Jezik / Language:
23 June 2016

Trial Opens for Capljina Crimes

BIRN BiH Sarajevo

Former HVO member Edin Sakoc faces charges of sexual abuse and participation in murders in the Capljina area of Bosnia.

The trial of Edin Sakoc, a former member of the Croatian Defence Council, HVO, charged with committing crimes against civilian population in the Capljina area, began with the reading of the indictment and presentation of introductory statements.

The indictment charges Sakoc on two counts with having committed sexual abuse and with having participated in the murder of two Serbs.

According to the charges, on July 9, 1992, Sakoc raped “C.T”, whom he had previously taken away from Misko Djuraskovic’s home in Pocitelj, in the municipality of Capljina.

It is alleged that the following day, Sakoc, who was accompanied by one Boban, came to Djuraskovic’s home again and asked: “Where are they?”

The indictment alleges that Boban then began shooting at Vasilija Ekmecic and Cvijeta Cucak, killing both of them.

“The material evidence implies that the defendant was a member of HVO when the crime was committed. All three injured parties were unarmed civilians who neither offered resistance nor participated in hostile activities,” prosecutor Stanko Blagic said in his introductory statement.

The defence for Sakoc said it would prove that he did not commit any of the crimes he was charged with under the indictment.

Defence attorney Tatjana Savic said witnesses who were present in the house would clarify that the man named as Boban took the lead role.

“Sakoc stood trial in the United States. You will have a chance to see the indictment covering these events. A jury consisting of 12 people rendered a decision that Sakoc did not participate in war crimes, including murders and rape,” Savic noted.

In February, Sakoc was extradited from the US, where he was arrested in 2013, because he had given false data on his participation in the war to US authorities.

As the trial for crimes committed in the Sokolac area continued, a Bosnian state prosecution witness said that defendant Nenad Przulj called out the names of six prisoners from Cavarine village, saying they would be exchanged. They have been missing without trace since.

Izudin Heco said he used to live in the village of Micivode in the municipality of Sokolac until September 22, 1992. As he said, when a neighbouring village was set on fire, he fled to the woods. He and his cousin Elvir decided to go to Sarajevo.

“We arrived to Lapisnica quarry. We entered an abandoned shack and fell asleep. We were surrounded the morning after. They were dressed in camouflage and grey-olive uniforms,” Heco said, adding that this all happened in October.

According to his testimony, he and his cousin were transferred to Pale and then to the police station in Sokolac, where they were examined and held during the night before being transported to the village of Cavarine.
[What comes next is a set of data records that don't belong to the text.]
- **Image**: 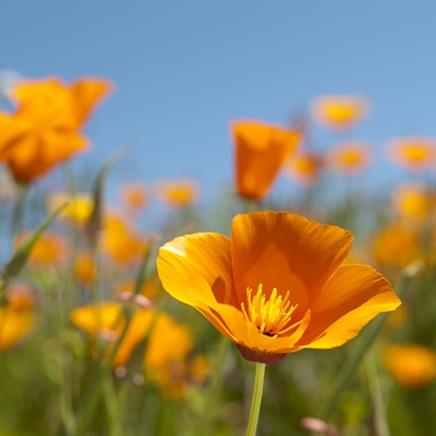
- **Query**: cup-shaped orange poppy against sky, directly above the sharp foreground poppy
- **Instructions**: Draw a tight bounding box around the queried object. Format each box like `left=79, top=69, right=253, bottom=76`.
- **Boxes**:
left=231, top=121, right=301, bottom=200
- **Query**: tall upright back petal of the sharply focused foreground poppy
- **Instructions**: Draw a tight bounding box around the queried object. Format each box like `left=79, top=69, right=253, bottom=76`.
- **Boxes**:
left=232, top=212, right=352, bottom=310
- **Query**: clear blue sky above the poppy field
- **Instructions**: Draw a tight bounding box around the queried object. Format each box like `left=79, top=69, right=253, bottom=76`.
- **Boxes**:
left=0, top=0, right=436, bottom=196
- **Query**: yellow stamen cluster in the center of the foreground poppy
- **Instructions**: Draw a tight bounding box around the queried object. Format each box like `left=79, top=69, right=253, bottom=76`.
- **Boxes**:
left=241, top=283, right=299, bottom=337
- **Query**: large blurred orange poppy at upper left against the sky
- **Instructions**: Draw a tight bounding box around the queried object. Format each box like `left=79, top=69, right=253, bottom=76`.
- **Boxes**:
left=0, top=78, right=110, bottom=183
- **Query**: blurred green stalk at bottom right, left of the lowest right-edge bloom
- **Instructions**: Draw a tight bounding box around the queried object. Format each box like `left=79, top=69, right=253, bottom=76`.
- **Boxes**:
left=365, top=350, right=390, bottom=436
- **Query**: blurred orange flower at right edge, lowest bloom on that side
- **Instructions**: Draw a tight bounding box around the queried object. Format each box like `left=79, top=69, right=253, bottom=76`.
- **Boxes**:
left=384, top=345, right=436, bottom=388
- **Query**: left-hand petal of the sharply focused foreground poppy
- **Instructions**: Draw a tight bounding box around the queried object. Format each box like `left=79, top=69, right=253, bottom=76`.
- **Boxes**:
left=157, top=233, right=234, bottom=308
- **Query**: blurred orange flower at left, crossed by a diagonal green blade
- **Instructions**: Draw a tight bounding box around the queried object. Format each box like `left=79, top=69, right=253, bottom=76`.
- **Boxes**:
left=14, top=232, right=68, bottom=266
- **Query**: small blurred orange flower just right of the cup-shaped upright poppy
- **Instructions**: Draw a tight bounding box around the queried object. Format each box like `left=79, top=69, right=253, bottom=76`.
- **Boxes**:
left=285, top=151, right=324, bottom=184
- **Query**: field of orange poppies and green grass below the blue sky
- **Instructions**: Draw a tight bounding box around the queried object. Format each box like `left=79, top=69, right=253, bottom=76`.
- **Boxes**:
left=0, top=77, right=436, bottom=436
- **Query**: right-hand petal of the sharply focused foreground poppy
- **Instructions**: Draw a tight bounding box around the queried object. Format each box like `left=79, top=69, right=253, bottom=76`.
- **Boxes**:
left=299, top=265, right=401, bottom=348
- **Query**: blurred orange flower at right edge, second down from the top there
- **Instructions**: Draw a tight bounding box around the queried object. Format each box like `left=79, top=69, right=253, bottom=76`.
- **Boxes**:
left=393, top=183, right=436, bottom=220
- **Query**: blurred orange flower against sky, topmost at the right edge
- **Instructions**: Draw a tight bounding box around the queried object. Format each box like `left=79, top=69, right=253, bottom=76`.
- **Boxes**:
left=389, top=137, right=436, bottom=170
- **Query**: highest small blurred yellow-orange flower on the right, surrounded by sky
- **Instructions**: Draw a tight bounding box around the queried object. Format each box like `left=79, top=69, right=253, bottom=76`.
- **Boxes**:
left=312, top=96, right=368, bottom=130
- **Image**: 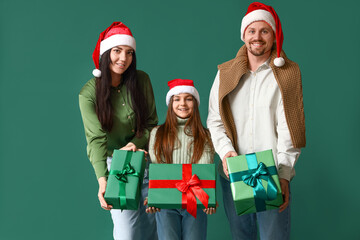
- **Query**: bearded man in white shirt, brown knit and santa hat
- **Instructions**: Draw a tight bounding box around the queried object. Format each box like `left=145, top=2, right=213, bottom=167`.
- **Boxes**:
left=207, top=2, right=306, bottom=240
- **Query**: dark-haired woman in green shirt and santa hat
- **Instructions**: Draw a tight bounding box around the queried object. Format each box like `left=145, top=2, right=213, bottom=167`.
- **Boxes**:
left=79, top=22, right=158, bottom=239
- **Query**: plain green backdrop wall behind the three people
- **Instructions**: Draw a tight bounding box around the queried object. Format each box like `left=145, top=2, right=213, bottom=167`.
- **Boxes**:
left=0, top=0, right=360, bottom=240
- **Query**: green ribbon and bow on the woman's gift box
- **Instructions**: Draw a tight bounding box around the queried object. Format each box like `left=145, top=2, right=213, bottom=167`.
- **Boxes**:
left=109, top=152, right=142, bottom=209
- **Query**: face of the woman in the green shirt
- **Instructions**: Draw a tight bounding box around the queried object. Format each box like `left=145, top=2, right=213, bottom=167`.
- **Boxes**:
left=109, top=45, right=134, bottom=75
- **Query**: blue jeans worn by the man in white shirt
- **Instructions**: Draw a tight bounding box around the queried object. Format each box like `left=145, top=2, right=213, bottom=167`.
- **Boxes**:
left=220, top=176, right=291, bottom=240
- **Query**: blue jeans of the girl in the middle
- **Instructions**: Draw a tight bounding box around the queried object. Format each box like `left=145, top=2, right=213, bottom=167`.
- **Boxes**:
left=155, top=209, right=207, bottom=240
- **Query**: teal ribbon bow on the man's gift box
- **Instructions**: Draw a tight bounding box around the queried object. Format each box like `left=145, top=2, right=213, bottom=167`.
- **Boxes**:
left=241, top=162, right=278, bottom=201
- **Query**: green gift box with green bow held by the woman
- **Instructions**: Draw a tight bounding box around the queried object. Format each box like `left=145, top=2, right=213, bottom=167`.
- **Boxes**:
left=104, top=150, right=145, bottom=210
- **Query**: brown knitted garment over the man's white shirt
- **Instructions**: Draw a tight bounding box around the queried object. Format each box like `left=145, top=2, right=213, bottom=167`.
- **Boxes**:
left=218, top=45, right=306, bottom=152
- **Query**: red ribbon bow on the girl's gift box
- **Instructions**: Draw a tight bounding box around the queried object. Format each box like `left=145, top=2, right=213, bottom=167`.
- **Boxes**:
left=176, top=174, right=209, bottom=218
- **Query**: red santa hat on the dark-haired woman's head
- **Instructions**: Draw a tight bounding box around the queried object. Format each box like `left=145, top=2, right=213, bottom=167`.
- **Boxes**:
left=93, top=22, right=136, bottom=77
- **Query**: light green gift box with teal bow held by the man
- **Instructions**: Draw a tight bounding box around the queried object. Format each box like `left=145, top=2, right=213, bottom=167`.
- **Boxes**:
left=226, top=150, right=283, bottom=215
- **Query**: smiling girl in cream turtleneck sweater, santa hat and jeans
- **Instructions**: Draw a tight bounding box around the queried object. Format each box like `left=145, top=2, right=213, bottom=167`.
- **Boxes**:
left=145, top=79, right=216, bottom=240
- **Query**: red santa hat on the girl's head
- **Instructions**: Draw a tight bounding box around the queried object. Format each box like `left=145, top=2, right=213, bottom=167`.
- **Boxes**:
left=166, top=79, right=200, bottom=106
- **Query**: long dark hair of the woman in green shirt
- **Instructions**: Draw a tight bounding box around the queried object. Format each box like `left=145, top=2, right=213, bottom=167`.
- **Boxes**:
left=95, top=49, right=148, bottom=137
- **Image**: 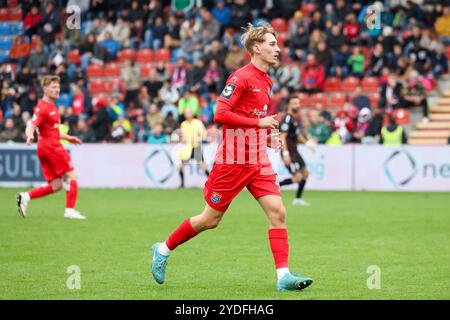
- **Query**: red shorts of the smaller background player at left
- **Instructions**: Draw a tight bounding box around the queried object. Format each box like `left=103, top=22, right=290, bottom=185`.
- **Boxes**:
left=37, top=145, right=73, bottom=182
“Elvir was taken to the left and I was taken to the right room. It was dark inside. Somebody pulled my arm, so I would sit down. It was my cousin Fehim Heco. Twenty of us were present in that room. The place was not familiar. I had not been there before,” the witness said.

As he said, on the day when he was brought to Cavarine, he met defendant Nenad Przulj, who was dressed in civilian clothes. He told him his mother had left for Sarajevo.

“I knew him as he was my teacher. He asked me how I got there. ... Also, looking through a hole in the window, I saw him bring food by a civilian vehicle. He did it in the morning and evening,” Heco said.

Heco recalled that Przulj called out the names of six persons in March 1993, saying they were going to be exchanged. “We have no information about them,” the witness said.

The state prosecution has charged Przulj, former commander of a prison in “Petar Kocic” school in Cavarine, near Sokolac, with having participated in detention, beating and disappearance of Bosniaks from Sokolac, as well as other inhumane acts, from May 1992 to March 1993.